Publicado em: 03/02/2021 03:00 Atualizado em: 03/02/2021 07:29

Na última semana, nos trending topics das redes sociais, só se falava em um assunto: leite condensado. A maravilha adocicada da culinária brasileira se viu num plot central de um possível superfaturamento envolvendo o governo do presidente Bolsonaro. Afinal, gastar mais de R$ 15 milhões em latas de leite condensado, e outra pequena fortuna em chicletes e outros itens ditos “supérfluos”, é de se estranhar - principalmente quando o país enfrenta uma pandemia sem precedentes e uma grave crise econômica.

Contudo, a nossa ética ocidental nos ensina que críticas e acusações precisam ter fundamentos, ainda mais em debates essenciais para o futuro da nação - mas não foi isso o que vimos. Pelo contrário, nas trincheiras da guerra entre o bem e o mal - sem aqui querer fazer julgamento sobre quem é o quê -, os dois lados políticos trabalharam sem descanso para concretizar uma narrativa vitoriosa. A oposição, de um lado, buscou incansavelmente somar mais um escândalo à imagem do já desgastado governo.  Enquanto que a ala bolsonarista fez malabarismo e usou sua força nas redes sociais para explicar a controversa compra, trazendo inclusive dados oficiais de consumo similar realizado em governos anteriores (governos que eles mesmos criticam).
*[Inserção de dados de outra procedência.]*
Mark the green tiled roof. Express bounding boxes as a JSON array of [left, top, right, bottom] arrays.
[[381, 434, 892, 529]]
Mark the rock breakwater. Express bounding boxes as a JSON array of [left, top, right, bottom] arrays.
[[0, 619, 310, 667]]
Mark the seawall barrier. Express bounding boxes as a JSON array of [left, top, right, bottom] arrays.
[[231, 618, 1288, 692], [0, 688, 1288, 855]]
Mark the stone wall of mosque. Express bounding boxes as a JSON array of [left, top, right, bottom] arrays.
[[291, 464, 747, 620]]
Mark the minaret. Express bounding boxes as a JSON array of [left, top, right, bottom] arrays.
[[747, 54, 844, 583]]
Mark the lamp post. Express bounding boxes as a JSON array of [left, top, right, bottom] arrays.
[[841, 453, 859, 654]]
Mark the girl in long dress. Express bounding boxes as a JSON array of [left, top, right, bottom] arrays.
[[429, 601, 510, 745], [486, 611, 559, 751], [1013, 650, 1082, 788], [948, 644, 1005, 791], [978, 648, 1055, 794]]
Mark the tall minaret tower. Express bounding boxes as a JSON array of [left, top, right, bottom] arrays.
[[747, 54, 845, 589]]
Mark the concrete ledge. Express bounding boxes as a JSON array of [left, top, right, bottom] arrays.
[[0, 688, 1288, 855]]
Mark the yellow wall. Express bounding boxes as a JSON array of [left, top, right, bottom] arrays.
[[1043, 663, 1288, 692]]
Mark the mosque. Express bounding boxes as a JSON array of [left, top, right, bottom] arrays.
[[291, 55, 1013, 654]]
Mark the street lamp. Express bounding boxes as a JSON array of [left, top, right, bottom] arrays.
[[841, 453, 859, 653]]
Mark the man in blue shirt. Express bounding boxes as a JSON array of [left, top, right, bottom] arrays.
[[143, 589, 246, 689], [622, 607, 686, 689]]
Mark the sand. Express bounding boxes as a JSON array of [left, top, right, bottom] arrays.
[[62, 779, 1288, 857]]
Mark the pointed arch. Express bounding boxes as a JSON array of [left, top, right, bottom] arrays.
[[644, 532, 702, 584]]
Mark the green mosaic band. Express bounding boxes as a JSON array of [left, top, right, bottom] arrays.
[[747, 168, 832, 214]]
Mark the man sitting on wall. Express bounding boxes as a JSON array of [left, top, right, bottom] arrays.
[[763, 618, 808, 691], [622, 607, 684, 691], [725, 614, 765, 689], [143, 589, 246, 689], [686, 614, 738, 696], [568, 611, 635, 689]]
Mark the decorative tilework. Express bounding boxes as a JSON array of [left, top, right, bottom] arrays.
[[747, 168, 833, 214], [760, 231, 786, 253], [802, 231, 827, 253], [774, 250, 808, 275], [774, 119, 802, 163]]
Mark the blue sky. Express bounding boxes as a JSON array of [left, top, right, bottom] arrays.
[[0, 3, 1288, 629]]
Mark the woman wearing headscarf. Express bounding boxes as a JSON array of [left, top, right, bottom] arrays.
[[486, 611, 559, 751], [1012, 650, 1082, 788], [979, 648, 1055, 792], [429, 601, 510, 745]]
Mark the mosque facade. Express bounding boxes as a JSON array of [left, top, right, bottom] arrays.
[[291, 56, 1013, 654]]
No meio dessa guerra de acusações, as militâncias virtuais travaram suas batalhas em busca da narrativa que alcançaria mais pessoas, sem necessariamente se preocuparem com a verdade. Principalmente porque, no Brasil, presidentes só caem quando perdem o apoio popular, o chamado “fator rua” e nesse atual momento de mudança das presidências da Câmara e do Senado, um possível impeachment não é uma ideia descartável. O xadrez está sendo jogado.

Mas vale tudo para atacar um governo, mesmo com acusações sem a profundidade/apuração necessária? Em contraponto, é aceitável um presidente usar de insultos contra a imprensa para se defender? Aparentemente sim.

Hoje estão cada vez mais comuns os clickbaits, os memes jocosos e os fatídicos argumentos de 140 caracteres: ferramentas que se encaixam perfeitamente nas narrativas características da pós-verdade (quando os fatos objetivos têm menos influência que emoções e crenças pessoais). E enquanto esse tipo de argumentação continuar, só veremos o apodrecimento dos debates na esfera pública que nos cerca.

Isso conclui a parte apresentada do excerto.